Most people can only enjoy music one way: listening to it. Others, who have the neurological phenomenon called synesthesia, can experience music, and any other sensory event, with multiple senses.
Those with synesthesia may link colors to specific words or numbers or may see colors when they hear different sounds, including music. Melissa McCracken gives us a glimpse of what it’s like to experience this multiple sensory effect by painting the music the ways she sees it.
The Kansas City-based artist creates colorful paintings that replicate what she sees when she listens to music, with each painting representing a specific song. PSFK spoke with McCracken about her life, her sensory experience, and her art:
PSFK: When and how did you decide you wanted to paint music?
McCracken: The first song I ever painted was an original by my brother’s best friend when I was 18. We had sat one night talking about my synesthesia as it hadn’t been too long that I had known it was different, and he was playing some new songs he had recorded. As I was describing the colors of a few, I just thought it would be much easier to paint them.
PSFK: What does your artistic process look like?
McCracken: When I create, I like to build outward. I’ll listen to a song over and over again until I get a good feel of it and keep layering the canvas as I go. I’ll choose parts of the song that seem to have the most impact and mold them together.
PSFK: What was your favorite piece to work on? What is your favorite aspect of painting?
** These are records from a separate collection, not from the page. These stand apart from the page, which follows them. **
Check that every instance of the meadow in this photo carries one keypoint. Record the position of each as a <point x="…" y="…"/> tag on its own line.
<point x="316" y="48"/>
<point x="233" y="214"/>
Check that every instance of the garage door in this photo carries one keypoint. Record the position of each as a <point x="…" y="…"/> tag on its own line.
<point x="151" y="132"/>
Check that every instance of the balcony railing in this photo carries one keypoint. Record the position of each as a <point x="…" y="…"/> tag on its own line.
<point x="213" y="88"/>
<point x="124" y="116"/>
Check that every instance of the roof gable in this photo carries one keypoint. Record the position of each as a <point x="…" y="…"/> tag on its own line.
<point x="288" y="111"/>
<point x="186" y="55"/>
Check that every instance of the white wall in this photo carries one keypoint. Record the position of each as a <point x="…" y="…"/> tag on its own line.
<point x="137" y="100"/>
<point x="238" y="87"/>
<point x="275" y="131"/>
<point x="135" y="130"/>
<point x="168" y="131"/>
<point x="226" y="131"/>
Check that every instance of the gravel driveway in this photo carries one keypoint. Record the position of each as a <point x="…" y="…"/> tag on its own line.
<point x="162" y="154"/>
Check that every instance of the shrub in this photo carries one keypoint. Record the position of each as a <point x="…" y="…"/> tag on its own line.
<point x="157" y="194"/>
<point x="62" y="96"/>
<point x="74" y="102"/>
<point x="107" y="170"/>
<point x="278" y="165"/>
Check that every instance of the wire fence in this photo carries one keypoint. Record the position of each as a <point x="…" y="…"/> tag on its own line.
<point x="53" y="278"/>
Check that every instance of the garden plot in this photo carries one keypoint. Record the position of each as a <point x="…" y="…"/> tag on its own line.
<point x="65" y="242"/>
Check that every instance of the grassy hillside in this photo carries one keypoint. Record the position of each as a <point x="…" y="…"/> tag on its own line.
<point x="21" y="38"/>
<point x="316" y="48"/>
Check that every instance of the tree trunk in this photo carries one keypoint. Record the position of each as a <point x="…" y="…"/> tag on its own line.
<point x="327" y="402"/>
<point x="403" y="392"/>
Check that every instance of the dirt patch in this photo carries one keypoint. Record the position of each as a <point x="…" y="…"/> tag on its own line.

McCracken: My favorite so far was “Gravity.” That song always had a very clear image to me and wasn’t as sporadic. It was very calculated and soft to create so I felt more sucked into it. My favorite aspect of painting is at the end of final steps of the process; that’s when each piece starts to feel like the tiny little world I had imagined. Once I feel like it’s complete, I’ll listen to the song again just looking at it, and if I get sucked in, I know it’s finished.
PSFK: How do you choose which songs to paint?
McCracken: I’ve always chosen songs that are close to me. Usually ones with very specific looking parts or some sort of crescendo. A lot of my earlier works were of ones that I had been connected to for a long time that I could finally let out.
PSFK: What would you like our readers to know about synesthesia and how it shapes your perspective?
McCracken: I’d like them to know that synesthesia is in no way distracting or inhibiting. It just gives a new personality and perspective to the way I see the world. If anything, it’s helpful in aiding memory and making things stand out more to me. I’ll notice parts of songs that I might not have otherwise noticed because they’re so vibrant in color and form.
PSFK: What would you like our readers to take away from your art?
McCracken: I’d like for the readers to take away a new perspective of different types of music. It’s interesting when someone enjoys my paintings but dislikes the music I chose. I understand that not everyone will have the same taste in music (or in anything) but it’s nice knowing that I could show beautiful parts of a song that otherwise could go unnoticed or unappreciated.